BRANNIGAN: COOL IT
(Photo by Francis L. Brannigan)
(Photo by John Mittendorfl)
(Photo John Mittendorf)
A few years ago, the taxpayers suffered a $185 million loss at an Air Force facility in Tinker Field, Okla. Roofers were working on a building that had a typical combustible metal deck roof when it ignited.
The problem of combustible metal deck roofs has been with us for half a century. This writer documented the problem and a solution after two fires in a warehouse in the Marine Corps Depot of Supplies at Norfolk, Va., in the late 1940s. However, Navy fire protection engineers dismissed the problem because the roof was, to use their word, “approved.”
The dangers continued to be ignored until 1953, when the $32 million loss at the General Motors transmission plant in Livonia, Mich., was attributed to an “approved” combustible metal deck roof. GM’s fire protection engineers then realized that the Underwriters’ Laboratories standard for which the roof was approved specified only that the roof was resistant to fire propagated by flying brands and would not itself generate such brands if on fire. The standard had nothing to do with a fire under the roof.
Not recognizing the dangers, officials won’t know the solution, either. The steel decking must be cooled so the tar solidifies and stops producing flammable gases. The old Atomic Energy Commission, now a part of the U.S. Department of Energy, spent millions of dollars doing this 30 years ago. It installed sprinklers for the sole purpose of cooling the roof— which, in many cases, is the only combustible building element in the federal government’s nuclear plants.
If there’s a ceiling, it’s not enough to install the sprinklers below it; the Tinker Air Force Base building had them there. There have to be sprinklers in the void space between the ceiling and the roof. (See Photo 1, upper left.)
Ladder pipe streams to the roof are a waste. The fire showing on a combustible metal deck roof is from burning tar and insulation and is inconsequential. The fire below it will be as much as 30 to 50 feet farther advanced because of the gas from the tar. Water on the roof can’t cool the steel decking, which is vital to success. If the fire is venting itself, ladder pipe streams will drive flames and smoke down onto firefighters below.
Conventional fire service roof venting is useless, because the tar generates an almost unbelievable amount of smoke. I have movies of a series of tests Factory Mutual Insurance Co. did in 1959, showing that in a building just 20 by 100 feet, nothing smaller than 64square-foot vents would cut off the progress of the fire and improve visibility. A 25,000-square-foot building would require 1,500 feet of free venting area.

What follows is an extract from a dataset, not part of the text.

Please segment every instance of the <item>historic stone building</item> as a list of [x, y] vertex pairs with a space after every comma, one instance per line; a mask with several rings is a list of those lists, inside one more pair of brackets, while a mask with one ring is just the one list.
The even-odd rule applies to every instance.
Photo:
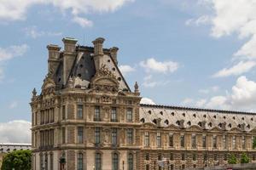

Structural steel collapse has been documented as starting nine minutes after ignition of a fire of any consequence within a structure of this type. Rather than venting, resources would be much better employed in the only other demonstrably effective firefighting method; exposing the roof from below and directing hose streams to cool the steel underside of the roof covering.
This must be done even if the steel can’t be seen in the incredibly dense clouds of smoke this kind of fire produces. If there’s a ceiling, it must be removed, or the building is likely to be lost.
At a mall in Winter Park, Fla., a decade ago, a metal deck roof fire in the one-story wings was elongating the steel, which in turn moved concrete columns of the high-ceilinged, interior section. This caused concrete T beams supporting the roof to fall, narrowly missing several firefighters. The command officer diagnosed the problem. Ffe had a ceiling pulled in the wings to expose the extending fire. Then he had a deluge gun stream directed up into the void to cool the steel and extinguish the fire.
(The lightweight, suspended ceiling was no problem to pull. But a steel lath and plaster ceiling might take so long to remove that the building would be lost; the fire moves with incredible speed.)
The effect of cooling the steel is almost miraculous. Suddenly the fire is out, leaving “icicles” where molten tar has solidified under the stream of water. (See Photo 2, upper right.)